Dixon remains optimistic that the strategic importance of localizing display module production — currently heavily reliant on imports from China and South Korea — will help fast-track the clearance process.
Display Modules: The Missing Piece in India’s EMS Puzzle
Display modules constitute a large share of a smartphone or TV’s bill of materials (BoM). Currently, India imports a bulk of these modules with minimal local assembly or fabrication capabilities. Despite substantial gains under the Production Linked Incentive (PLI) schemes, component-level manufacturing in India remains nascent.
The Dixon-HKC JV would help reduce India’s dependency on imports, lower overall manufacturing costs for OEMs, and boost Dixon’s competitiveness as a contract manufacturer. Moreover, it would signal a strong step toward realizing the government’s “Make in India” and “Atmanirbhar Bharat” (self-reliant India) initiatives.
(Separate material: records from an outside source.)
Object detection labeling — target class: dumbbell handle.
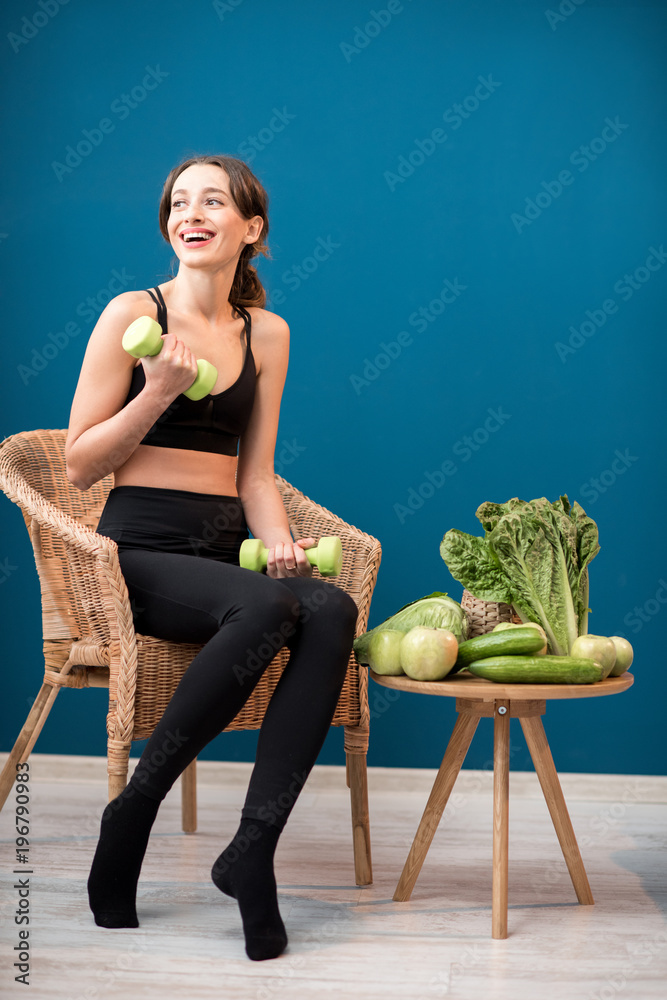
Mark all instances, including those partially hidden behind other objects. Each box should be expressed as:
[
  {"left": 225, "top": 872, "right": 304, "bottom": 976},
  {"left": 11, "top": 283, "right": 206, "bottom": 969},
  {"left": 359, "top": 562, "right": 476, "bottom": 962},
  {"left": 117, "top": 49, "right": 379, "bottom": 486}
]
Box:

The new unit is also expected to serve global customers seeking China+1 manufacturing strategies to diversify their supply chains in light of ongoing geopolitical tensions and pandemic-induced disruptions.
Dixon’s Bigger Game Plan: Beyond Assembly
While Dixon is well-recognized for assembling smartphones, televisions, lighting products, and appliances for brands like Samsung, Motorola, Xiaomi, and boAt, it is now aiming to go deeper into the electronics manufacturing value chain.
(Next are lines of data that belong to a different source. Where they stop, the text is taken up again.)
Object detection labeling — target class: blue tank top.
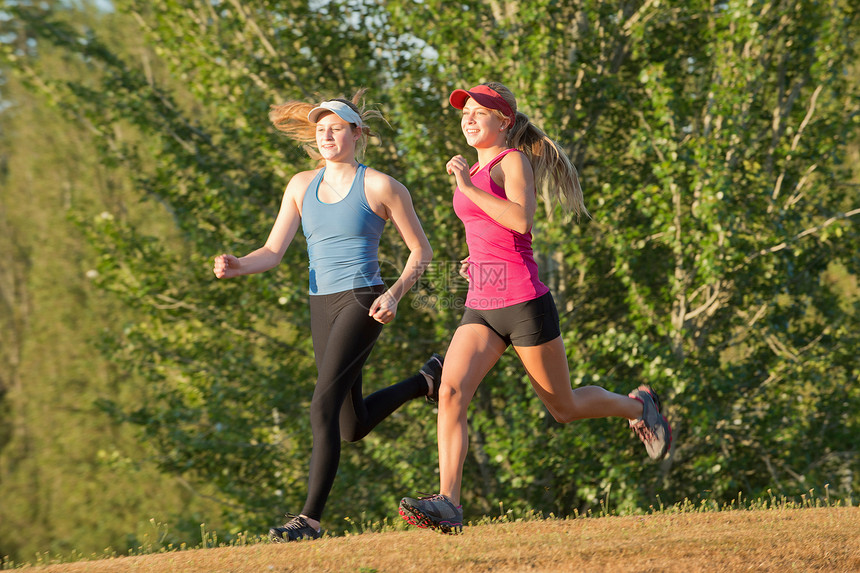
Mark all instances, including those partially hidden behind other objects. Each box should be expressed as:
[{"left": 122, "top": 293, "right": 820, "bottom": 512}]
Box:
[{"left": 302, "top": 164, "right": 385, "bottom": 295}]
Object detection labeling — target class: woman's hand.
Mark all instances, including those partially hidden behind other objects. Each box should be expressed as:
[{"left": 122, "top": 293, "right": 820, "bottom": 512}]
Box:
[
  {"left": 445, "top": 155, "right": 472, "bottom": 191},
  {"left": 212, "top": 254, "right": 241, "bottom": 279},
  {"left": 367, "top": 291, "right": 397, "bottom": 324},
  {"left": 459, "top": 257, "right": 472, "bottom": 283}
]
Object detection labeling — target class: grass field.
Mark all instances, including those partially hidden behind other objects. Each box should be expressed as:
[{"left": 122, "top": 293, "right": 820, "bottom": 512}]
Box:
[{"left": 8, "top": 507, "right": 860, "bottom": 573}]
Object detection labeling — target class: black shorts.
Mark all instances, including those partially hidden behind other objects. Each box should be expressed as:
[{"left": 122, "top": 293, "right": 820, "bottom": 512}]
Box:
[{"left": 460, "top": 292, "right": 561, "bottom": 346}]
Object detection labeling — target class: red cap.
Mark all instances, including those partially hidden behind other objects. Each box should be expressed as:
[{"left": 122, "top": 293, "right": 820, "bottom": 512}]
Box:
[{"left": 448, "top": 84, "right": 516, "bottom": 122}]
Company representatives have stated that Dixon intends to make substantial investments to enhance capacities in the following areas:
– Laptop components are available through the newly expanded PLI scheme for IT hardware.
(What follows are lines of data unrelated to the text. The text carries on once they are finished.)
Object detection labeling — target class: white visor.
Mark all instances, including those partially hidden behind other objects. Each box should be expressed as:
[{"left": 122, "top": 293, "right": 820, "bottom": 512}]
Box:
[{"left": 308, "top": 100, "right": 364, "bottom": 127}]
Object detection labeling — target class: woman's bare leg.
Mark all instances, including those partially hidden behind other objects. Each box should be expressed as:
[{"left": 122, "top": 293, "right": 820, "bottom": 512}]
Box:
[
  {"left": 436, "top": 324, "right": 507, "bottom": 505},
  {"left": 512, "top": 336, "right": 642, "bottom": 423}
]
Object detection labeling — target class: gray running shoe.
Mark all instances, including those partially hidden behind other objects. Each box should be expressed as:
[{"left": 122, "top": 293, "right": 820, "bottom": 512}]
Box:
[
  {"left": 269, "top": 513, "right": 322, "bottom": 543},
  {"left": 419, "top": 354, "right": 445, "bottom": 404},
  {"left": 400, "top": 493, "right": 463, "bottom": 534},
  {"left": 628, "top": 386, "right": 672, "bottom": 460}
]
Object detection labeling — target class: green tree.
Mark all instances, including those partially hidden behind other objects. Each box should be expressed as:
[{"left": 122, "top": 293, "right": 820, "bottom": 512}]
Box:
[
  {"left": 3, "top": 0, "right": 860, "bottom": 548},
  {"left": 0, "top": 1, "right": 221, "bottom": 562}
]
– Battery packs and modules in response to increasing demand for wearable electronics and consumer products.
– Camera modules play a crucial role in both smartphones and laptops.
This pivot from just assembling to manufacturing core components will enable Dixon to capture higher margins and become indispensable to OEMs looking for a full-stack EMS partner in India.
Government’s PLI Boost and Policy Support
The central government’s PLI schemes for mobile handsets, IT hardware, white goods, and semiconductors have been instrumental in encouraging domestic manufacturing. Dixon has already gained considerable advantages from the PLI schemes for mobile devices and IT equipment.
If the proposed Dixon-HKC JV gains government approval, the project is likely to qualify under the PLI for displays — a ₹6,000 crore scheme designed to support the creation of India’s display fabrication ecosystem. This would provide significant fiscal support in the form of incentives and subsidies, further de-risking the venture and enhancing its economic viability.
Industry Reaction and Investor Outlook
The electronics manufacturing industry is pleased with the announcement, as localizing high-value components such as display modules is regarded as a key advancement in the evolution of India’s EMS sector. If successful, the Dixon-HKC JV could attract more component-level players into the Indian market, triggering a multiplier effect across the value chain.
Dixon’s move signals a daring but strategic diversification, leveraging India’s large market, government support, and skilled workforce amid global supply chain trends. However, geopolitical and regulatory challenges will be essential to monitor.
Conclusion: A Strategic Leap in India’s EMS Evolution
Dixon Technologies’ pursuit of a joint venture with HKC comes at a crucial time when India is striving to shift from being a mere assembly hub to a high-tech manufacturing powerhouse. If greenlit, the partnership will not only mark Dixon’s ascent in the value chain but also serve as a blueprint for future Indo-foreign technology collaborations.
As India strengthens its role in the global electronics supply chain, ventures like Dixon’s display module initiative will help reduce import reliance, increase exports, and enhance national capabilities. With appropriate policy support, this could mark a significant milestone in India’s electronics journey.